То затопляемые водами многими, то просто оставляемые на могильное гниение или на утеху сезонным людям, исчезают деревни. Говорят о необратимости исторического процесса, о выгодах, которые проистекают от этого в народной жизни. Самое легкое — предсказывать далекое будущее, поди проверь. А кто знает — может, все дозволено стронуть, сдвинуть, вывернуть наизнанку, а избу не трожь? Пахарем жила Россия, а пахарь жил в избе…

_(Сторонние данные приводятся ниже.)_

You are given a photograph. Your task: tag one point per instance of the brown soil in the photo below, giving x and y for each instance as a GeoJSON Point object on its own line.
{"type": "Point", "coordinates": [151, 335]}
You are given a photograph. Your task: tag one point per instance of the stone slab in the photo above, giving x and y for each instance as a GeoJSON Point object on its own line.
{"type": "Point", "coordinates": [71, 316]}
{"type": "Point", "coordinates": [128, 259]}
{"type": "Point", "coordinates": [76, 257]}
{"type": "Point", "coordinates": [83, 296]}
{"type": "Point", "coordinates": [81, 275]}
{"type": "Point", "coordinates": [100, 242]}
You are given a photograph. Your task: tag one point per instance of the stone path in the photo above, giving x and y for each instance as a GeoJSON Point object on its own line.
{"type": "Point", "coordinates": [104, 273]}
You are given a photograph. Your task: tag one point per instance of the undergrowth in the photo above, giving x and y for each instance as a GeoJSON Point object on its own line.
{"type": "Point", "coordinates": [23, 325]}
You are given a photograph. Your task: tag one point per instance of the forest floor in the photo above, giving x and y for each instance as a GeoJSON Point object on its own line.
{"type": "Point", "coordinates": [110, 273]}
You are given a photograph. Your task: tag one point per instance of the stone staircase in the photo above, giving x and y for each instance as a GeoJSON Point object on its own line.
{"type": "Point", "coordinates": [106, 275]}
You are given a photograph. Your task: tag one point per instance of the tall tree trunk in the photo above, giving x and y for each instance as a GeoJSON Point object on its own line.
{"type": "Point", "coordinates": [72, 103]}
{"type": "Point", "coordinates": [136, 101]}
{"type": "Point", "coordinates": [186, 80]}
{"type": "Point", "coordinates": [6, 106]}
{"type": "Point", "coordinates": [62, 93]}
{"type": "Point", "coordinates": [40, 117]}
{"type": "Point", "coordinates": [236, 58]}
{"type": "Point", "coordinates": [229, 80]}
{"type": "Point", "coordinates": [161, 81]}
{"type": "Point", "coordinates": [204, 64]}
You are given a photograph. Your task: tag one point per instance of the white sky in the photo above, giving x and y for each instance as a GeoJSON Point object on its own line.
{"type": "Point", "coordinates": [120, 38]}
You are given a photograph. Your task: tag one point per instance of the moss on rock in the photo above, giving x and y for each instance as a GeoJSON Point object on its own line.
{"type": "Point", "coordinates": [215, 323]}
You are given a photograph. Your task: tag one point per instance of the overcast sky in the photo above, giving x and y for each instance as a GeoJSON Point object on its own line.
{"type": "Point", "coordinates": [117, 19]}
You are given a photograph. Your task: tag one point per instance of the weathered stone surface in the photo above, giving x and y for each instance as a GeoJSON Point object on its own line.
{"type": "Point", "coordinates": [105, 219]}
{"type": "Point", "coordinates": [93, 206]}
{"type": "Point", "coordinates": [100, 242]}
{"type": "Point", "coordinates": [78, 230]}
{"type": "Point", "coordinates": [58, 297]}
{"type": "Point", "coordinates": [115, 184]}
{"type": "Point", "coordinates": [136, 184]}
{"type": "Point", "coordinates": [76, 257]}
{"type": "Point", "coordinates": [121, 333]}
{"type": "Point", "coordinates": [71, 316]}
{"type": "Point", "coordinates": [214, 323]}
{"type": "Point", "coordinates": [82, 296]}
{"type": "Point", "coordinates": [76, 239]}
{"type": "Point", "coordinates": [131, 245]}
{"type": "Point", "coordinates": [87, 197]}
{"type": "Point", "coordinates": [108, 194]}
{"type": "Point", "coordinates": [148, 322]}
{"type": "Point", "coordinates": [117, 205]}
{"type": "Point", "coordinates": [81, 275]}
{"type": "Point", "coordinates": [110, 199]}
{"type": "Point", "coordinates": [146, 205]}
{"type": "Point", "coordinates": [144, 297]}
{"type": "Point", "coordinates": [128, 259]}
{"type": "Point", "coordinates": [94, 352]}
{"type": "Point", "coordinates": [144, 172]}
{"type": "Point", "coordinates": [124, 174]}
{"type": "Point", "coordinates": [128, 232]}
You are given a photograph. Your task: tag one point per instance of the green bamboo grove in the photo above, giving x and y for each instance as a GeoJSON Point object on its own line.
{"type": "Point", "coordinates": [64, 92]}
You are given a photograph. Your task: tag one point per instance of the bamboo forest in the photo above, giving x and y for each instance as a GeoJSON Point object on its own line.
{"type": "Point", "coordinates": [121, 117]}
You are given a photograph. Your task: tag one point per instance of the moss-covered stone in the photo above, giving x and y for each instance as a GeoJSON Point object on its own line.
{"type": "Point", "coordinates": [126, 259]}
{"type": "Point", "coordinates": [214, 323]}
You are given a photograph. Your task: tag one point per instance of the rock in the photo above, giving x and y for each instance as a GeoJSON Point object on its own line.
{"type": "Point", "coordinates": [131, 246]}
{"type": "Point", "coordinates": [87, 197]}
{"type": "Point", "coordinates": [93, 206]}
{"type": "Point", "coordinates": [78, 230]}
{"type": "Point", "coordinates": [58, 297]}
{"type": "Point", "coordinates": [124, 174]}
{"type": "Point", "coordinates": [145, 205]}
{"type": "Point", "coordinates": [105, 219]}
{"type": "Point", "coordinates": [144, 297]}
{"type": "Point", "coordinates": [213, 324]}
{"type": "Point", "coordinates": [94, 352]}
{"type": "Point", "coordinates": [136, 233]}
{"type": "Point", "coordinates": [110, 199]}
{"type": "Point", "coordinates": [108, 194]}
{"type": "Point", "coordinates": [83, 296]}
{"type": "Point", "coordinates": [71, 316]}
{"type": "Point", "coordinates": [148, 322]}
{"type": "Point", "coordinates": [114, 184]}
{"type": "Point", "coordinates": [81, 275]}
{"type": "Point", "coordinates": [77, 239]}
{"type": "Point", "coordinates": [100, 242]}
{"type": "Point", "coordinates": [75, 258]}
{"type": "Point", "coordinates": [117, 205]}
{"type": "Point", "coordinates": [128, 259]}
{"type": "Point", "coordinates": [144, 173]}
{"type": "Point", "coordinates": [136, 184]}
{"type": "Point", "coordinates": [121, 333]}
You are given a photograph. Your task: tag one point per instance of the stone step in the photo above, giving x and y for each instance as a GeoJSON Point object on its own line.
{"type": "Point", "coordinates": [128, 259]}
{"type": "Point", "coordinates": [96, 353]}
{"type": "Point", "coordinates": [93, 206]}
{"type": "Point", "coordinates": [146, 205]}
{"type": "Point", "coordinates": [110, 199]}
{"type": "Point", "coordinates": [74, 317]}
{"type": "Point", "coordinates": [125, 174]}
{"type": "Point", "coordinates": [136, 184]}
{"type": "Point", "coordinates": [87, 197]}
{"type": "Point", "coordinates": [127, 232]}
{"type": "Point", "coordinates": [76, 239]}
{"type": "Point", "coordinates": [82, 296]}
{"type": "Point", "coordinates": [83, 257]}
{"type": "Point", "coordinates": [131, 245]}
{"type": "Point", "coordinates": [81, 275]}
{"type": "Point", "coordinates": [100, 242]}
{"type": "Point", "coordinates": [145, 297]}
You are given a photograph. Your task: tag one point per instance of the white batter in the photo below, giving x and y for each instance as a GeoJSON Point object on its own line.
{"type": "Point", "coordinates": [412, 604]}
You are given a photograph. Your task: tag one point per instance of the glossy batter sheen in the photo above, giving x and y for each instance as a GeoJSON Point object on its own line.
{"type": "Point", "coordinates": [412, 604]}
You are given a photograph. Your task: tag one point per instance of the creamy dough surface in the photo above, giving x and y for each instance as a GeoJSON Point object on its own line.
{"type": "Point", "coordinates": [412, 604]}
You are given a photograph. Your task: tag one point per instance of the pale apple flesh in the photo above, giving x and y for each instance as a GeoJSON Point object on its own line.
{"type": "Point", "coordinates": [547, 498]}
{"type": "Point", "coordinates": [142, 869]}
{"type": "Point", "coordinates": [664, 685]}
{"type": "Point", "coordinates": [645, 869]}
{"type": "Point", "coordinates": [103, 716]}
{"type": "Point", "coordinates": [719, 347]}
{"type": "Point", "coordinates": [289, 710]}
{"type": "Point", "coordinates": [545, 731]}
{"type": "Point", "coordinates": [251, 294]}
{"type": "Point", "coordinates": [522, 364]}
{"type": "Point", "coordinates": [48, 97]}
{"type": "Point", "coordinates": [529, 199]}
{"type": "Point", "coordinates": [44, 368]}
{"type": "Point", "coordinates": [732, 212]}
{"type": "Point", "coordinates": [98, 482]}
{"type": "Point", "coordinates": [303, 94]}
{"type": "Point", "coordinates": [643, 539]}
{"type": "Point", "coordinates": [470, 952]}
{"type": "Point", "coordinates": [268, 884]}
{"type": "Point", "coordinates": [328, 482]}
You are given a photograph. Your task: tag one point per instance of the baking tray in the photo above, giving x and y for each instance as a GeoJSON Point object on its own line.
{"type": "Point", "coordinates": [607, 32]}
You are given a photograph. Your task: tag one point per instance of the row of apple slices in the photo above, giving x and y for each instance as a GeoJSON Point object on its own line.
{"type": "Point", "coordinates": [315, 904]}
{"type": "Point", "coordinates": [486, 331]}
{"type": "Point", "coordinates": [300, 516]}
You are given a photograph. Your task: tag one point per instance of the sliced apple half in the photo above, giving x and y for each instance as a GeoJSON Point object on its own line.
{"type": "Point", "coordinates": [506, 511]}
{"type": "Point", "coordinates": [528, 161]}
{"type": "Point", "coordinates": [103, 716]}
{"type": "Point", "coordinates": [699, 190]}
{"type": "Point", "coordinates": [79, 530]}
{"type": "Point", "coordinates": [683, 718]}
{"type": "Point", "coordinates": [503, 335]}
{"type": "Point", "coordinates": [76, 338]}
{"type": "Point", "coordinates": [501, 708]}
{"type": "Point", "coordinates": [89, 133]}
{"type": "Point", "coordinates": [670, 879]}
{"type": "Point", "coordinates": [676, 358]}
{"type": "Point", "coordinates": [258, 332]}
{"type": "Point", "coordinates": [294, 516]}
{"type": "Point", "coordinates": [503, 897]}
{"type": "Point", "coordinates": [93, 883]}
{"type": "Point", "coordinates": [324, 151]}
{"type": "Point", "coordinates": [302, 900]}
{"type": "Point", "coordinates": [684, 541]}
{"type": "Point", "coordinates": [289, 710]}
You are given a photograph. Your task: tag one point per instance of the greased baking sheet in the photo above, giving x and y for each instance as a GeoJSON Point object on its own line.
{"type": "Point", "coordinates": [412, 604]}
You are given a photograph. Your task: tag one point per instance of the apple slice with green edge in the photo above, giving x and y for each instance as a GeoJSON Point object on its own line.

…Когда я мылся во дворе под рукомойником, появился озабоченный Федя Самоцветов с офицерским планшетом через плечо. Он достал из планшета тетрадочный, в клетку, лист и толстый канцелярский карандаш. Задумчиво постукивая карандашом по зубам, он стал обозревать ближайшую местность. Вера Нестеровна говорила накануне, что Федя странный мальчик: он не купается, не плавает на дырявой надувной лодке, не ходит в лес, не дразнит девчонок, не играет ни в какие игры, живет в своем особом, тщательно оберегаемом мире, включающем книги, раздумья, страсть к топографии (он каждый день наново составляет план местности), уклонение от домашних обязанностей и постоянные ссоры с кузеном Княжевичем, причины которых невозможно уловить, поскольку интересы мальчиков не пересекаются. На мой взгляд, тут не было никаких тайн. Противоположности не всегда сходятся. Прямую, активную натуру Миши должна нестерпимо раздражать лунатическая повадка Самоцветова. Душевная самоизоляция Феди не обеспечивает ему защищенности, для этого он слишком нежен и раним. Любая резкость, грубость, малая несправедливость заставляют его страдать.
В романтическом, гордо-застенчивом Мише естественно и закономерно развивается мужское героическое начало. Самоцветов сложнее. Зачем он, едва проснувшись, составляет план местности, словно не может без этого ступить в знакомый мир, ограниченный для него, заядлого домоседа, несколькими избами, огородами, плетнями, палисадниками, сараями, домиками уборных, поленницами дров, купами деревьев да зарослями репейника? Но Федя с маниакальным упорством каждое утро погружается в свой однообразный кропотливый труд. Дурости взрослых людей свойственно провидеть будущее детей в их увлечениях. Значит, Феде предстоит стать топографом, или картографом, или штабным офицером, имеющим дело не с живым миром, а с его схематическим изображением, нейтральным к чувствам жалости и сострадания. Но мне почему-то казалось, что в этом «схематике» скрывается художник, которому слишком мучительно соприкосновение с внешним бытием, и он пытается хоть как-то упростить его, упорядочить, укротить, сделать не таким сложным и страшным. Другое дело — Миша, он художествен своей сутью, не источник творческих сил, а объект для их приложения. Пловец, ныряльщик, отчаянная голова, он обращен вовне, а такие люди становятся или зиждителями, или деятелями. Пока я мылся, предаваясь одновременно приятному праздномыслию, Федя завершил свой чертеж. Он успел расписаться и поставить дату, когда появилась Вера Нестеровна с эмалированным бидоном.